If words have no real meaning, how can we communicate? How can we understand history? How can we convict someone of a crime? These questions and many more are not only raised, but, the irony is, as Zacharias pointed out, that while the postmodernist tells us that words have no real meaning, he uses words and words and more words to spell out his philosophy! May I say that this dynamic alone turns their approach to non-sense?
Second, according to the postmodern philosopher, there are no laws of logic governing our discourse. Zacharias outlined the four major laws of logic: a) the law of identity which says that A is not non-A; b) the law of non-contradiction which says it is not possible that something be true and not true at the same time; c) the law of the excluded middle which says that every statement is either true or false and there is nothing in between; and d) the law of rational inference which says that inferences can be made from what is known to what is unknown.
Zacharias equates the postmodern way of looking at things with an eastern way of looking at things. It is often posited that the western approach to reality is an either/or dynamic while the eastern approach is a both/and dynamic. In eastern/postmodern thought, contradictions do not matter. A can be non-A, something can be true and not true at the same time, a statement doesn’t have to be true or false, it can be both or neither, and no inferences can be made from what is known to the unknown. Zacharias rightly, adroitly, and comically points out that the postmodern may be content with logical chaos in his mind but he does not experience this world or live in this world that way. When he crosses the street, he looks both ways at on-coming traffic and reduces his worldview to an either/or approach: “it’s either the bus or me!”

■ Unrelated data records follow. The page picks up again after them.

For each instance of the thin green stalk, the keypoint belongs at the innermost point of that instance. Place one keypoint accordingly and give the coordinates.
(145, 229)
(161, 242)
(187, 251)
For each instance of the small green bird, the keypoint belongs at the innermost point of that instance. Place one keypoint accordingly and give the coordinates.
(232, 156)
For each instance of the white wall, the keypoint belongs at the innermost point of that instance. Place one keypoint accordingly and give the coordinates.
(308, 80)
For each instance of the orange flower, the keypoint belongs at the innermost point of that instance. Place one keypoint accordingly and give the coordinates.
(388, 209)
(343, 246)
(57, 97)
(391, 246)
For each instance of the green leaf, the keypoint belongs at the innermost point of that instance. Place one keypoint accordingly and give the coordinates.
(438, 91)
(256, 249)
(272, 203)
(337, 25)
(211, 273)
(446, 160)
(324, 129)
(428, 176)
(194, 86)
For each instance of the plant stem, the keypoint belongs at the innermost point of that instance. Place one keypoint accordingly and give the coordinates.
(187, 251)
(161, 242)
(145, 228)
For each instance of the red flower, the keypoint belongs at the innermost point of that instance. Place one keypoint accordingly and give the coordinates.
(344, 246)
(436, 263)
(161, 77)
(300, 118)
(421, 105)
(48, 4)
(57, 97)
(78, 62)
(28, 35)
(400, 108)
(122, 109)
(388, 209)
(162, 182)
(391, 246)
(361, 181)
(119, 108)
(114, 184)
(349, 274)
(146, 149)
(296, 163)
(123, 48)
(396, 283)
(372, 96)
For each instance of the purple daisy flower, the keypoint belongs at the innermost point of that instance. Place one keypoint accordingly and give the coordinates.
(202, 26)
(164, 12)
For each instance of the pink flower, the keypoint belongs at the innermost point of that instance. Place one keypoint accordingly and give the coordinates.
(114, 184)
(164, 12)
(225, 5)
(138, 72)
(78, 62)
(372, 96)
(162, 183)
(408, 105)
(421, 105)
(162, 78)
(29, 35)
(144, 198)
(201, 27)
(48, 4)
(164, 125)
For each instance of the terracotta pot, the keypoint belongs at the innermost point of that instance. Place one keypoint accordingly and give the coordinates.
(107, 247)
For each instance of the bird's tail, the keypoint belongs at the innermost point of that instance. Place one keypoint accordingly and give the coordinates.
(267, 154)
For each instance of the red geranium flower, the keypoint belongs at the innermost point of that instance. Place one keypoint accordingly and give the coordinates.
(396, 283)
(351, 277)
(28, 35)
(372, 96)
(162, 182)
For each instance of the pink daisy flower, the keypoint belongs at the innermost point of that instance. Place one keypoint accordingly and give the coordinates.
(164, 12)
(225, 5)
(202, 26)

While the postmodern thinker tells us that we must think not in terms of either/or but both/and, the irony is that he tells us that we must think in terms of both/and or nothing else. Of course, the contradiction there is glaring and this irony too reduces their approach to non-sense.
Third, the postmodern asserts that there are no boundaries for meaning. Metanarratives that give smaller narratives meaning are disdained and rejected. There is no larger story that gives meaning to our world. Life is a think what you want and do what you want proposition. Of course, this outlook often leads to a life of reckless abandon and then destruction. As noted, the Scriptures speak of the postmodern thinkers among us, “Because, although they knew God, they did not glorify Him as God, nor were thankful, but became futile in their thoughts, and their foolish hearts were darkened (Rom. 1:21).”
As Zacharias pointed out, the postmodern philosophy writes out its individual’s stories by denying the overarching story. It seems obvious to me that if order and meaning cannot be given to our world or our own individual existence, then again, a system that sees no order and meaning for such has been exposed as non-sense. Put plainly, it is non-sense to say our existence is non-sense.